Facilitating a presentation, Dr Lesperance detailed the findings of a survey of 40 participants, and the internal processes within such organisations with regards to occupational health and safety. From the group of 40 participants, comprising seven employers, three employees, and 21 health and safety officers, 82.5 percent of whom are employed in organisations of over 50 workers, it was concluded that the number of occupational accidents reported are still low, with underreporting in high-risk sectors such as construction.

The survey was conducted following the publication of the data for 2019, with the aim of discovering participants’ level of knowledge of the requirements of the OSHD for accident or injury reporting, to assess the extent of under-reporting and determine the reasons for under-reporting.

“Accidents in the workplace should be prevented. Accidents lead to disability and means persons cannot work, resulting in decreased productivity. Safety in the workplace is very important, as it impacts the whole workforce,” Dr Lesperance noted.

Key findings were that participants were not necessarily aware of the legal requirements to report and the reporting procedures in place with the ministry. Although all the employers had an internal reporting system within their organisation, and, although 95 percent have a system to record and mitigate accidents or injuries, most times, the accident is not further reported to the ministry as per the provisions of the OHSD.

Board members proposed that there is a significant gap on the domestic labour market for trained and qualified health and safety personnel, and that the majority of the time, both employers and employees are not aware of the legal requirements, nor their rights. It was also recommended that workplaces should conduct investigations after accidents and implement preventive measures, making other propositions.

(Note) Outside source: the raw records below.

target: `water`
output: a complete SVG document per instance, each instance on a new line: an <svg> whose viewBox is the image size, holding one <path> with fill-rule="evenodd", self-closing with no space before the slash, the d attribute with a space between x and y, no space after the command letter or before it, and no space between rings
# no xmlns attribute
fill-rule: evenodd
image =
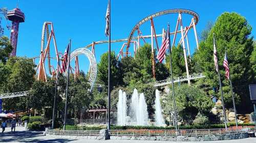
<svg viewBox="0 0 256 143"><path fill-rule="evenodd" d="M132 103L131 104L130 116L132 122L135 125L138 125L139 123L139 93L136 88L133 90L132 96Z"/></svg>
<svg viewBox="0 0 256 143"><path fill-rule="evenodd" d="M163 120L163 114L162 114L162 108L160 101L159 91L156 90L156 100L155 100L155 107L156 111L155 112L155 119L156 120L156 126L164 126L164 121Z"/></svg>
<svg viewBox="0 0 256 143"><path fill-rule="evenodd" d="M140 94L138 110L139 122L137 123L137 125L140 126L148 125L148 114L147 113L147 107L143 93L140 93Z"/></svg>
<svg viewBox="0 0 256 143"><path fill-rule="evenodd" d="M126 93L119 90L117 103L117 125L148 126L148 114L144 94L140 93L139 97L138 90L134 89L131 100L130 116L128 116ZM127 120L129 118L130 120Z"/></svg>
<svg viewBox="0 0 256 143"><path fill-rule="evenodd" d="M117 124L118 125L125 125L126 110L126 94L120 89L119 91L118 103L117 103Z"/></svg>

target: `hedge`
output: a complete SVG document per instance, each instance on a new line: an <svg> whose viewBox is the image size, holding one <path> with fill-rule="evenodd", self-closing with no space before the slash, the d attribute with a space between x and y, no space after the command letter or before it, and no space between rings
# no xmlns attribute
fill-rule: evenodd
<svg viewBox="0 0 256 143"><path fill-rule="evenodd" d="M230 123L227 124L228 127L236 126L236 123ZM254 124L244 123L239 124L239 126L254 126ZM208 125L186 125L178 126L179 129L220 129L225 128L224 124L212 124ZM75 125L66 125L67 130L100 130L105 129L103 127L78 127ZM114 126L111 127L112 130L141 130L141 129L151 129L151 130L174 130L175 127L156 127L156 126Z"/></svg>
<svg viewBox="0 0 256 143"><path fill-rule="evenodd" d="M42 117L40 116L35 116L30 117L29 118L29 122L33 123L34 122L41 122Z"/></svg>
<svg viewBox="0 0 256 143"><path fill-rule="evenodd" d="M24 116L22 117L22 121L29 121L29 116Z"/></svg>

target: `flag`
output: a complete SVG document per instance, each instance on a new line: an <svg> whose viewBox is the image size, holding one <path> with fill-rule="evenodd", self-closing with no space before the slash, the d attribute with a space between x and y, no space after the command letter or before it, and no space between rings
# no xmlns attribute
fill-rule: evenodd
<svg viewBox="0 0 256 143"><path fill-rule="evenodd" d="M215 69L217 72L219 72L219 66L218 65L217 49L215 43L215 38L214 36L214 60Z"/></svg>
<svg viewBox="0 0 256 143"><path fill-rule="evenodd" d="M166 49L169 47L169 36L168 34L169 33L169 29L168 29L166 33L165 34L165 36L164 37L163 41L162 42L162 45L161 45L161 47L158 51L158 53L157 53L157 59L158 59L159 62L161 63L164 58L164 56L165 54L165 51Z"/></svg>
<svg viewBox="0 0 256 143"><path fill-rule="evenodd" d="M109 36L109 25L110 25L110 1L109 1L109 4L108 4L108 8L106 9L106 28L105 29L105 35L106 36Z"/></svg>
<svg viewBox="0 0 256 143"><path fill-rule="evenodd" d="M229 79L229 67L228 67L228 62L227 61L227 52L225 53L224 60L223 61L223 66L226 68L225 76L227 79Z"/></svg>
<svg viewBox="0 0 256 143"><path fill-rule="evenodd" d="M65 53L64 53L64 55L63 56L63 61L61 63L61 73L63 73L66 72L67 69L67 67L68 66L68 55L69 53L69 44L68 44L67 48L65 50Z"/></svg>

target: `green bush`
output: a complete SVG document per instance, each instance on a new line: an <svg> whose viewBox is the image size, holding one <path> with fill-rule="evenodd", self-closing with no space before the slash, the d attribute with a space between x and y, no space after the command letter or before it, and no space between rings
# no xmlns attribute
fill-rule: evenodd
<svg viewBox="0 0 256 143"><path fill-rule="evenodd" d="M22 121L29 121L29 116L24 116L22 117Z"/></svg>
<svg viewBox="0 0 256 143"><path fill-rule="evenodd" d="M40 116L32 116L29 118L29 122L33 123L34 122L41 122L42 117Z"/></svg>
<svg viewBox="0 0 256 143"><path fill-rule="evenodd" d="M28 129L30 130L40 130L41 122L36 121L28 124Z"/></svg>

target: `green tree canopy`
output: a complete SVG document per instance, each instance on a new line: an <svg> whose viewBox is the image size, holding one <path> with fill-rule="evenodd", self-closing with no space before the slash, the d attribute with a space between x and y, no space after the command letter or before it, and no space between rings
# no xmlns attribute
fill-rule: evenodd
<svg viewBox="0 0 256 143"><path fill-rule="evenodd" d="M248 85L253 74L249 64L253 47L252 37L250 37L251 31L251 27L244 17L236 13L224 13L218 18L207 39L200 43L200 50L196 51L193 59L194 63L200 67L195 69L202 70L207 76L204 81L207 83L203 84L218 87L217 74L215 69L213 58L212 35L214 33L224 92L230 90L228 81L225 80L225 69L222 66L226 49L233 90L241 97L242 103L241 105L243 106L239 109L244 111L250 110L247 106L250 103ZM224 94L225 98L230 99L231 94L226 93ZM245 105L246 107L244 106Z"/></svg>

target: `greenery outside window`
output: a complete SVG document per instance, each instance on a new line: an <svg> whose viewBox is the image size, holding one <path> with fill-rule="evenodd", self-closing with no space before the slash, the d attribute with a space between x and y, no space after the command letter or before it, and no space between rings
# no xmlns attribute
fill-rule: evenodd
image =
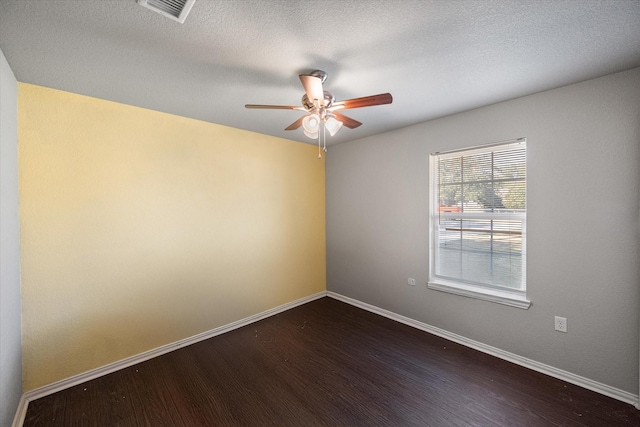
<svg viewBox="0 0 640 427"><path fill-rule="evenodd" d="M526 139L434 153L429 288L529 308Z"/></svg>

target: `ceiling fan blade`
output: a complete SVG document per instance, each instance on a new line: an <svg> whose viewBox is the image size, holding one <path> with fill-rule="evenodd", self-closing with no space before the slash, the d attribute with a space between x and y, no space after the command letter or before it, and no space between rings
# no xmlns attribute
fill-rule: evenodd
<svg viewBox="0 0 640 427"><path fill-rule="evenodd" d="M285 130L296 130L298 129L300 126L302 126L302 120L304 120L306 116L302 116L300 117L298 120L296 120L295 122L291 123L287 128L285 128Z"/></svg>
<svg viewBox="0 0 640 427"><path fill-rule="evenodd" d="M336 113L335 111L333 112L333 114L336 116L336 120L341 121L342 124L349 129L355 129L362 124L359 121L352 119L351 117L345 116L344 114Z"/></svg>
<svg viewBox="0 0 640 427"><path fill-rule="evenodd" d="M374 105L391 104L393 97L390 93L363 96L362 98L347 99L345 101L334 102L329 110L347 110L349 108L372 107Z"/></svg>
<svg viewBox="0 0 640 427"><path fill-rule="evenodd" d="M306 111L304 107L294 107L293 105L260 105L260 104L245 104L245 108L265 108L269 110L301 110Z"/></svg>
<svg viewBox="0 0 640 427"><path fill-rule="evenodd" d="M300 74L300 82L307 93L307 98L315 105L314 100L318 100L320 106L324 105L324 90L322 89L322 79L308 74Z"/></svg>

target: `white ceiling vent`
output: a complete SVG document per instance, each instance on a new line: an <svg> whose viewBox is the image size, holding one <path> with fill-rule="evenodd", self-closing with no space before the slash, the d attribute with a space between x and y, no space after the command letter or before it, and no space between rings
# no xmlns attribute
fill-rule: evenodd
<svg viewBox="0 0 640 427"><path fill-rule="evenodd" d="M140 6L183 24L196 0L138 0Z"/></svg>

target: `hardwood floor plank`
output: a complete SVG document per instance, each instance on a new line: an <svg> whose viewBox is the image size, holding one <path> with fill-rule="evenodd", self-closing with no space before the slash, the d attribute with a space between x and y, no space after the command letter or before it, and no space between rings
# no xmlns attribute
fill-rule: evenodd
<svg viewBox="0 0 640 427"><path fill-rule="evenodd" d="M598 393L331 298L29 404L25 426L640 426Z"/></svg>

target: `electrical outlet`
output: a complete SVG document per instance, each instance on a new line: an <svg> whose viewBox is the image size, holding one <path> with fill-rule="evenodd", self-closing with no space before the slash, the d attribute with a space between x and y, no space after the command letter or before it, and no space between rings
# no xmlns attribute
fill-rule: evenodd
<svg viewBox="0 0 640 427"><path fill-rule="evenodd" d="M555 317L556 321L556 331L567 332L567 318L566 317Z"/></svg>

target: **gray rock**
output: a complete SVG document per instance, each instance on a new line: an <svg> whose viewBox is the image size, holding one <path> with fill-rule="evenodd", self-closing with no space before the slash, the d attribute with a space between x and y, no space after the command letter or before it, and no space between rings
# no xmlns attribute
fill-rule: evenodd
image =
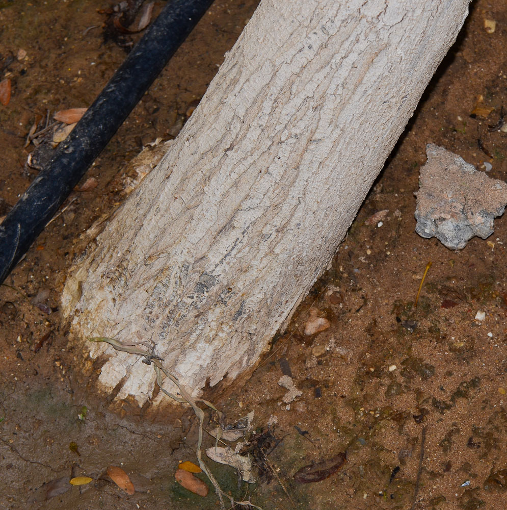
<svg viewBox="0 0 507 510"><path fill-rule="evenodd" d="M462 249L474 236L490 236L493 219L507 204L507 184L438 145L429 144L426 154L416 194L415 231L453 250Z"/></svg>

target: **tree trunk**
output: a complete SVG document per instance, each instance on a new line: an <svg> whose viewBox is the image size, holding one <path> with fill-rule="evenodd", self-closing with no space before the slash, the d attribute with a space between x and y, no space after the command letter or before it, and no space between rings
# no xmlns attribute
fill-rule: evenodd
<svg viewBox="0 0 507 510"><path fill-rule="evenodd" d="M152 343L194 395L252 370L335 253L468 3L262 0L69 276L74 336ZM105 351L103 389L150 398L153 371L92 344Z"/></svg>

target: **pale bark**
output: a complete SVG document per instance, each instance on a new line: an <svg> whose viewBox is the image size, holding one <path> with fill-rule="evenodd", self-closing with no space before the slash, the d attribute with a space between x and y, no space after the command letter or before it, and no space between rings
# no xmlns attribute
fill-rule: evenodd
<svg viewBox="0 0 507 510"><path fill-rule="evenodd" d="M69 276L74 335L152 342L193 388L251 369L325 269L468 0L262 0L161 163ZM140 405L152 371L100 381Z"/></svg>

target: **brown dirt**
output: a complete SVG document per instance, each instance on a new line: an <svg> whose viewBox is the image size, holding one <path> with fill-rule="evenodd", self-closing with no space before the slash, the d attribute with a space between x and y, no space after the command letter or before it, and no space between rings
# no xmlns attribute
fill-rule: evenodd
<svg viewBox="0 0 507 510"><path fill-rule="evenodd" d="M202 498L175 481L178 460L195 460L191 414L154 415L98 395L99 368L91 361L81 368L82 353L68 344L58 307L74 243L121 199L125 163L157 137L176 134L255 3L217 0L90 169L87 177L98 186L73 194L7 278L10 287L0 288L0 508L217 507L212 490ZM0 198L11 206L36 174L23 169L33 123L48 109L89 106L124 58L114 41L103 41L104 16L96 10L106 7L0 1L2 67L10 55L26 52L0 77L9 73L13 84L10 104L0 107ZM246 494L266 510L507 506L507 220L497 219L487 240L474 238L459 252L414 232L413 193L427 143L479 170L489 163L490 176L507 180L507 135L488 129L507 104L507 10L502 0L478 0L472 9L332 268L251 379L215 402L227 423L253 410L260 429L276 415L273 431L283 438L269 463L261 452L255 457L268 473L273 468L270 482L264 477L247 487L232 469L212 466L236 499ZM493 33L485 19L496 20ZM483 106L495 109L472 118L479 95ZM384 210L381 226L369 224ZM486 313L480 322L474 320L479 311ZM305 335L315 315L331 326ZM290 404L278 384L287 367L302 392ZM207 417L212 428L217 417ZM295 480L303 466L345 450L338 473L313 483ZM134 495L112 483L110 465L131 475ZM48 497L54 492L44 483L73 476L93 481L81 488L64 481L69 490Z"/></svg>

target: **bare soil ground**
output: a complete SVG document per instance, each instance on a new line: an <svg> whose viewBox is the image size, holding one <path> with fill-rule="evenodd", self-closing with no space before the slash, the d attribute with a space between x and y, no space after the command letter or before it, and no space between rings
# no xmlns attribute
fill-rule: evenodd
<svg viewBox="0 0 507 510"><path fill-rule="evenodd" d="M96 187L73 193L0 287L0 508L218 507L202 474L205 498L175 481L178 461L195 460L192 414L153 413L100 394L99 365L69 343L58 307L80 234L123 199L126 163L157 137L177 134L256 4L217 0L83 180L95 177ZM4 209L37 174L24 165L34 122L48 110L89 106L124 58L121 45L139 37L104 38L106 15L97 9L108 7L0 1L0 80L12 85L9 104L0 107ZM272 436L251 438L264 473L257 483L208 462L236 500L266 510L507 507L507 220L457 252L414 231L427 143L507 180L507 134L500 130L507 9L502 0L471 8L332 268L250 379L226 398L214 394L225 423L253 411L258 433L270 417L277 420ZM487 20L496 22L493 31ZM368 221L385 211L382 224ZM475 319L477 312L484 319ZM305 335L315 316L330 327ZM302 392L289 404L278 384L283 375ZM218 420L207 413L206 428ZM345 451L337 473L295 478ZM110 465L129 474L134 495L113 483ZM92 481L70 486L77 476Z"/></svg>

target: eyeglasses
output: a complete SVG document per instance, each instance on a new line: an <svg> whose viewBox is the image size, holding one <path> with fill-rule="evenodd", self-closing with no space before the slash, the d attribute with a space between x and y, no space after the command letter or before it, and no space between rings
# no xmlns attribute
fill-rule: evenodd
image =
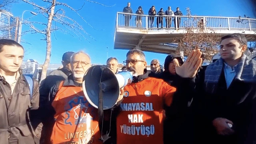
<svg viewBox="0 0 256 144"><path fill-rule="evenodd" d="M123 62L124 63L124 64L126 65L126 64L128 64L129 63L131 64L132 65L136 64L137 62L145 62L144 61L140 60L125 60Z"/></svg>
<svg viewBox="0 0 256 144"><path fill-rule="evenodd" d="M81 65L82 67L85 67L86 65L90 64L90 63L88 63L86 62L80 62L76 60L74 60L72 62L72 65L73 66L77 66L79 64L79 63L81 63Z"/></svg>

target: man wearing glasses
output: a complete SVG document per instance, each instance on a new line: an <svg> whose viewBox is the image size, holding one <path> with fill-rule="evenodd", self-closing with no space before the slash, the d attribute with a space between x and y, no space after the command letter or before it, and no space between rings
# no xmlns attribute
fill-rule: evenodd
<svg viewBox="0 0 256 144"><path fill-rule="evenodd" d="M72 55L70 62L72 74L52 88L48 98L40 100L42 118L55 119L50 142L44 143L102 144L98 110L86 100L82 88L84 74L91 66L90 58L80 51Z"/></svg>
<svg viewBox="0 0 256 144"><path fill-rule="evenodd" d="M177 74L182 78L194 77L202 62L201 54L200 50L194 50L181 66L174 59ZM181 78L182 86L176 90L162 80L148 77L145 55L138 50L129 51L124 63L134 76L132 82L124 89L116 119L117 144L163 144L164 108L170 106L173 97L186 98L189 90L185 89L191 79Z"/></svg>

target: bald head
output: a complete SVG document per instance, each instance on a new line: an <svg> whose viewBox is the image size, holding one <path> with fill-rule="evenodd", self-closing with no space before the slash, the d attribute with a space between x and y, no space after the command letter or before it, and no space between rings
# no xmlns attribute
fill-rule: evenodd
<svg viewBox="0 0 256 144"><path fill-rule="evenodd" d="M154 59L151 61L150 70L154 73L158 72L160 70L160 62L158 60Z"/></svg>
<svg viewBox="0 0 256 144"><path fill-rule="evenodd" d="M80 51L71 56L70 61L74 80L82 83L84 74L91 66L90 56L84 52Z"/></svg>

In turn, the minister proposed that efforts be stepped up in educating and sensitising both employers and employees on workers’ rights, saying it is paramount that they are empowered to know their rights, and for workplaces to be more accountable, in the new climate.

“Making sure organisations are adhering to what you are saying is key. Promoting the wellbeing of workers. Safety is good for all our businesses and it is the right thing to do to ensure that staff are safe” Minister Francourt stated. In addition to the survey findings, the board members conveyed to the minister their concerns with regards to the OHSD, which needs to be modernised at the soonest, they asserted. Presently as is, the decree is not up to par with international standards, and permits certain activities which are now considered not safe, such as the acceptable level of noise within the workplace.

Work is due to start on reviewing the decree, and related sub regulations in the near future. It is also hoped that the decree will be converted into an act, by seeking the President to repeal the existing decree. A newly drafted bill can then be tabled to the Cabinet and National Assembly for approval, and assent by the President.

The board comprises nine members‒ representatives from government, private sector, employees and employers. Members are presently meeting every couple of months, and are actively pushing for the promotion of safe workplaces, good work practices among employers and employees, and by promoting a culture of safety among the general population.